AFFILIATIONS & ACCOLADES

Chartered

  • Chartered Engineer (CEng)

  • Chartered Mathematician (CMath)

  • Chartered Scientist (CSci)

Fellow

  • Institute of Biomedical Science (FIBMS)

Associate Fellow

  • Higher Education Academy (AFHEA)

Full Membership

  • Institute of Engineering and Technology (MIET)

  • Institute of Mathematics and its Applications (MIMA)

FEATURED ARTICLES

1. Enhancing Corporate Funding Strategies with AI

  • Citation: Eliasy, A. and Przychodzen, J., 2020. The role of AI in capital structure to enhance corporate funding strategies. Array, 6, p.100017.

  • Summary: This study explores AI's potential in the Capital Asset Pricing Model (CAPM) for more accurate expected returns. Using a deep learning neural network, it found over 60% improvement in cost of equity estimations. Results suggest AI could play a significant role in asset pricing models in the future.

2. AI in Corneal Diagnosis: Current Progress

  • Citation: Lopes, B.T., Eliasy, A. and Ambrosio, R., 2019. Artificial intelligence in corneal diagnosis: where are we?. Current Ophthalmology Reports, 7, pp.204-211.

  • Summary: This paper reviews artificial intelligence (AI) techniques and models for enhancing clinical decisions in corneal diseases and conditions. As corneal subspecialty has integrated technology for early diagnosis and improved treatments, AI now helps manage the vast amount of data from multimodal imaging devices, supporting clinicians in areas like refractive surgery screening.

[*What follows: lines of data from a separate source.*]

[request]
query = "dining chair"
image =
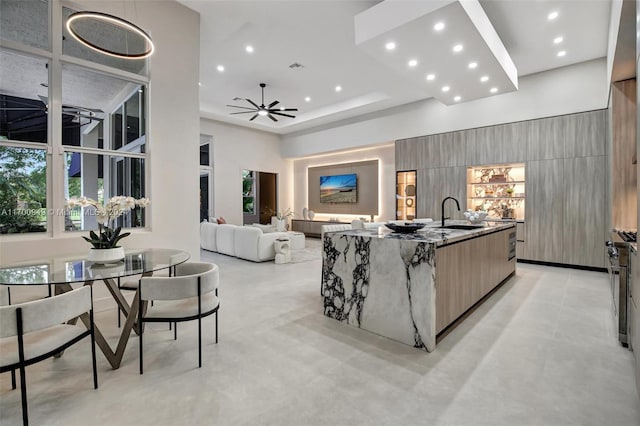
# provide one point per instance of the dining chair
(31, 332)
(190, 294)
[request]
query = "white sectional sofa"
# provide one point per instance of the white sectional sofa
(245, 242)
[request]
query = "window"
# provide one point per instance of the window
(23, 185)
(99, 121)
(101, 177)
(23, 94)
(248, 192)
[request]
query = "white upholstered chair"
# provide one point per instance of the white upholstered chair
(191, 294)
(34, 331)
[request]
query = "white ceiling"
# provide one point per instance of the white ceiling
(320, 36)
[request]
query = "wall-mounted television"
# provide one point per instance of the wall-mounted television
(339, 189)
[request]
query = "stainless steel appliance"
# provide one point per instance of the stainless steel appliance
(618, 251)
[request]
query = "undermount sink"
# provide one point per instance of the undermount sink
(461, 227)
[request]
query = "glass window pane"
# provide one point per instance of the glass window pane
(204, 154)
(23, 189)
(92, 101)
(107, 35)
(132, 111)
(23, 95)
(101, 177)
(25, 21)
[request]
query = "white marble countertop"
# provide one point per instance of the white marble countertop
(433, 234)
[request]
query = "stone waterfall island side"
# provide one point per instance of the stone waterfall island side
(410, 287)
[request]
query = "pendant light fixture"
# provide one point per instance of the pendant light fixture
(85, 27)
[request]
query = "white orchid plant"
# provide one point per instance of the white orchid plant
(108, 236)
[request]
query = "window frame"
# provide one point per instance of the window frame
(55, 151)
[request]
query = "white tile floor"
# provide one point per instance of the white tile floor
(542, 351)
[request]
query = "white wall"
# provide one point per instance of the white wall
(386, 179)
(237, 148)
(576, 88)
(173, 139)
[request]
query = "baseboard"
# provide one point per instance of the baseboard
(564, 265)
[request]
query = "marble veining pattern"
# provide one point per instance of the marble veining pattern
(385, 286)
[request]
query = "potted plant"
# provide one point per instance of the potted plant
(105, 242)
(281, 219)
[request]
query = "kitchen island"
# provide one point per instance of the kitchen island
(411, 287)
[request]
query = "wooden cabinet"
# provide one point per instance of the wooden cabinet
(467, 271)
(584, 223)
(545, 211)
(566, 161)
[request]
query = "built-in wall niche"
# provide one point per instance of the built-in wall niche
(406, 195)
(497, 189)
(363, 200)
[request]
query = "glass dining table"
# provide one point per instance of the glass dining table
(62, 271)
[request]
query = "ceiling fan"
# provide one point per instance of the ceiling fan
(21, 104)
(263, 110)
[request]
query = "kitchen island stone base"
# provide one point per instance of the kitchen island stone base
(389, 284)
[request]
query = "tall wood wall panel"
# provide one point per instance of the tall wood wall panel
(584, 219)
(544, 210)
(623, 187)
(548, 147)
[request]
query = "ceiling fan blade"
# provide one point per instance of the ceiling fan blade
(236, 106)
(284, 115)
(283, 109)
(253, 103)
(80, 115)
(45, 101)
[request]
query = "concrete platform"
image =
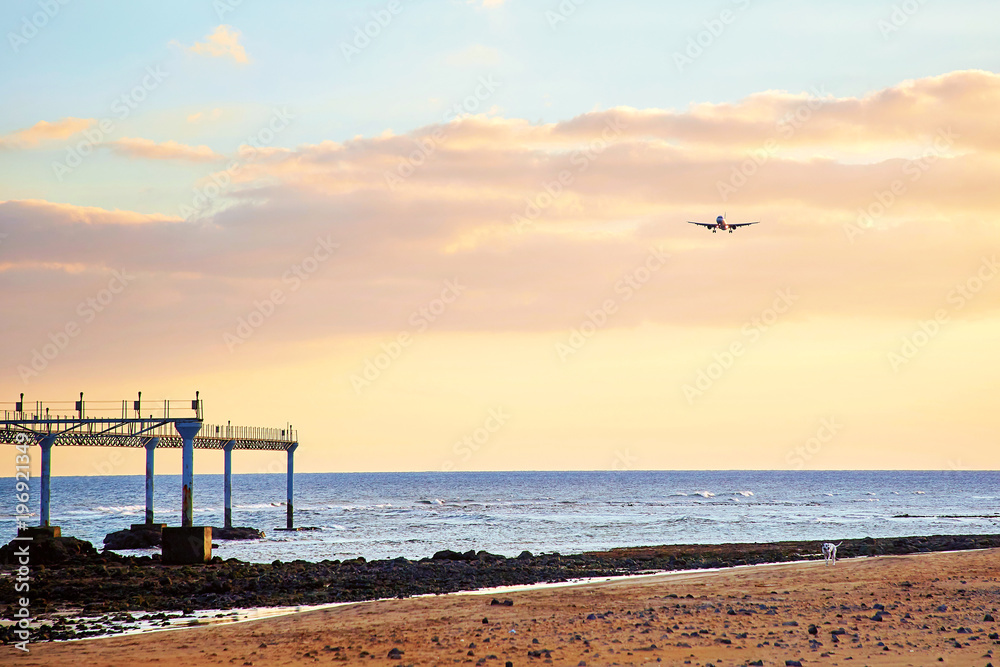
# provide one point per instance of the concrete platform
(40, 531)
(186, 545)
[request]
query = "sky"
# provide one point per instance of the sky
(450, 235)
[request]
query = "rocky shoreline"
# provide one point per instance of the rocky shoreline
(70, 577)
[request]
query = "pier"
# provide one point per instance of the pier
(150, 425)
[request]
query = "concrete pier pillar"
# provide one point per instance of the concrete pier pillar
(291, 470)
(46, 442)
(228, 484)
(187, 431)
(150, 445)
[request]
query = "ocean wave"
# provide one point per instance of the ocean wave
(120, 509)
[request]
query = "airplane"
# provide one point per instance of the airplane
(720, 223)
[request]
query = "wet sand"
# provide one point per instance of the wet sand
(935, 606)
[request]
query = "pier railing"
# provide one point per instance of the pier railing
(134, 409)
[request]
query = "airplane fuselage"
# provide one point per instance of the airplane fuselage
(720, 223)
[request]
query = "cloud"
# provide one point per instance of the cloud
(475, 55)
(136, 147)
(202, 116)
(542, 221)
(222, 43)
(44, 131)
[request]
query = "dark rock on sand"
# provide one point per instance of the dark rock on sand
(76, 576)
(47, 551)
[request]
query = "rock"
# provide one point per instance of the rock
(50, 551)
(132, 539)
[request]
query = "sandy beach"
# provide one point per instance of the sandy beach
(893, 610)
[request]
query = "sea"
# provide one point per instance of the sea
(413, 515)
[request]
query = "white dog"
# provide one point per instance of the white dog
(830, 552)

3. In-vivo Corneal Biomechanics: Stress-Strain Index

  • Citation: Eliasy, A., Chen, K.J., Vinciguerra, R., Lopes, B.T., Abass, A., Vinciguerra, P., Ambrósio Jr, R., Roberts, C.J. and Elsheikh, A., 2019. Determination of corneal biomechanical behavior in-vivo for healthy eyes using CorVis ST tonometry: stress-strain index. Frontiers in bioengineering and biotechnology, 7, p.105.

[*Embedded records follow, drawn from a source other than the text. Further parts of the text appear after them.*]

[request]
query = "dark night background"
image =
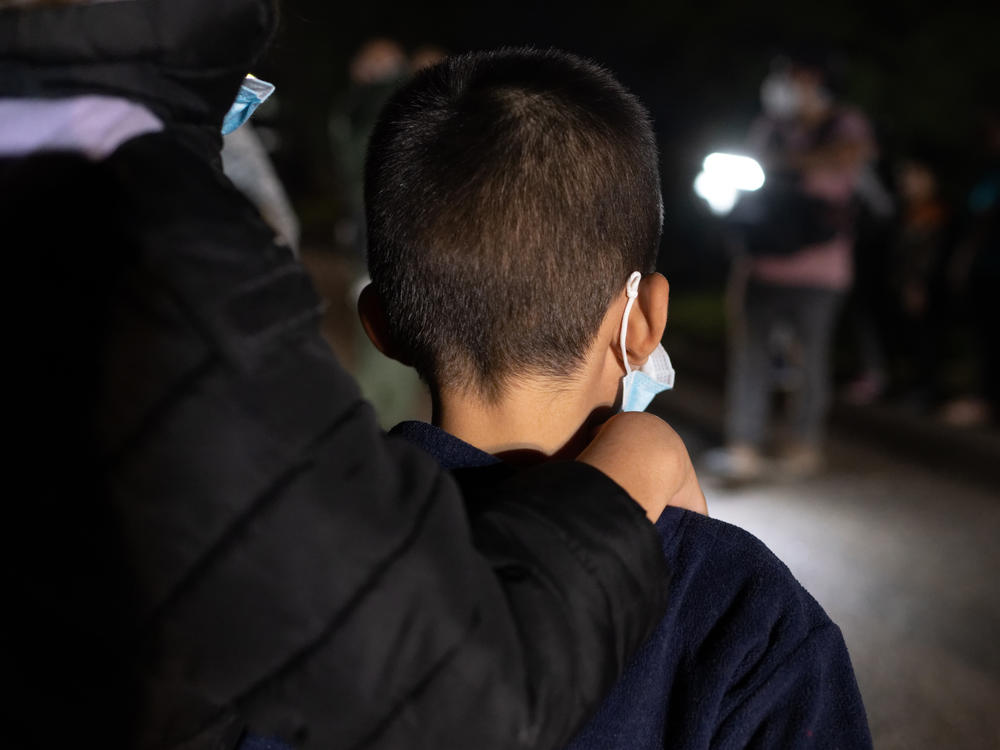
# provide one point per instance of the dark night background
(898, 539)
(924, 76)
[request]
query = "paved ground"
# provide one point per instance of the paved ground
(902, 548)
(906, 559)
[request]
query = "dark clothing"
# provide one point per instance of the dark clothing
(212, 533)
(743, 658)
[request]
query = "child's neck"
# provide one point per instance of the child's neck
(530, 422)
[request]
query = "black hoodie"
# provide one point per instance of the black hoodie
(209, 533)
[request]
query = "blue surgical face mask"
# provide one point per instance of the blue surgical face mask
(655, 376)
(253, 92)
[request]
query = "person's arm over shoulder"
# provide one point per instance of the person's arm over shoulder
(307, 573)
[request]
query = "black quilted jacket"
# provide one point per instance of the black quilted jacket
(206, 532)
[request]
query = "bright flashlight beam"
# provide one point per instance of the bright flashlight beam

  • Summary: This study introduces and validates a new algorithm for determining the biomechanical properties of the human cornea in vivo. Using finite element models and clinical data from 480 healthy participants, the algorithm produced a material stiffness parameter (Stress-Strain Index) that correlated with age but not with central corneal thickness or intraocular pressure. The method can potentially optimise cornea-related procedures like refractive surgeries and corneal implant introduction.

4. Validating New Method for Eye Pressure Measurement

  • Citation: Eliasy, A., Chen, K.J., Vinciguerra, R., Maklad, O., Vinciguerra, P., Ambrósio Jr, R., Roberts, C.J. and Elsheikh, A., 2018. Ex-vivo experimental validation of biomechanically-corrected intraocular pressure measurements on human eyes using the CorVis ST. Experimental eye research, 175, pp.98-102.

  • Summary: This study aimed to assess the validity of the Corvis ST biomechanical correction algorithm (bIOP) for determining intraocular pressure (IOP) in ex-vivo human eyes. Results showed that bIOP estimates were close to true IOP and exhibited no significant correlation with corneal thickness, whereas CVS-IOP measurements showed significant differences and correlations with thickness. The findings demonstrate the effectiveness of the bIOP correction in providing accurate IOP estimates and reducing associations with corneal thickness.